Saturday, December 28, 2013

Why me?

I wish I could say that the Canadian Breast Cancer Foundation in BC started with a grand vision of saving lives complete with a dynamic action plan and a proper business approach. It didn’t.

In the beginning there was only my lump.

I don’t like lumpy waves, lumps in my mashed potatoes, lumps in my bathing suit or really any kind of lump at all.  Especially one that’s “consistent with a tumour.” When my family doctor gave me that news by telephone, his strained words threw me for a loop! It didn’t turn out to be Fergie’s “lovely lady lump,” — whatever that is. It was breast cancer and I had a feeling in my gut. The one that I get when someone asks if I want to ride a roller coaster. I loathe roller coasters.


However, I always liked my body. I’m not a great athlete or particularly graceful, but at that time it had carried me reliably through 46 years of life. It produced two children, gave me great pleasure and trundled me around in a gym.

I’d always been healthy. Now a wretched lump in my breast threatened everything.

The first thoughts that whizzed through my brain were that my breast was the trouble spot. It was a nice breast, serviceable but not too fancy.

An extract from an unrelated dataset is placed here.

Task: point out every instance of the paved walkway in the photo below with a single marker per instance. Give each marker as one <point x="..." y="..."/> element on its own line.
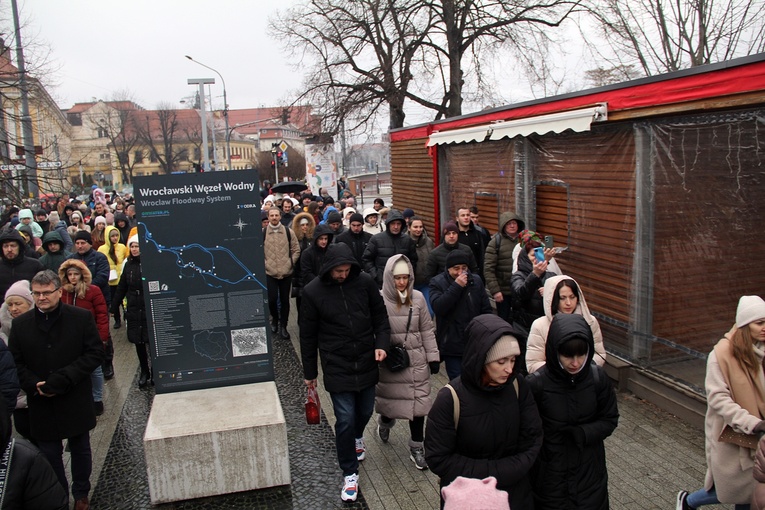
<point x="651" y="455"/>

My babies had enjoyed it. My husband sure didn’t complain. I was ignorant and had no idea that the ultimate danger in breast cancer went beyond a bra and that it was systemic and very, very dangerous.

And it was the threat of the spread of the disease. As for the wretched lump, my hands didn’t find it. At a yearly physical my doctor’s hands didn’t find it. The determined, intimate squeeze of the mammogram discovered it.

Follow-up confirmed it. My surgeon cut it out and radiation set out to mop up whatever cells were lurking behind.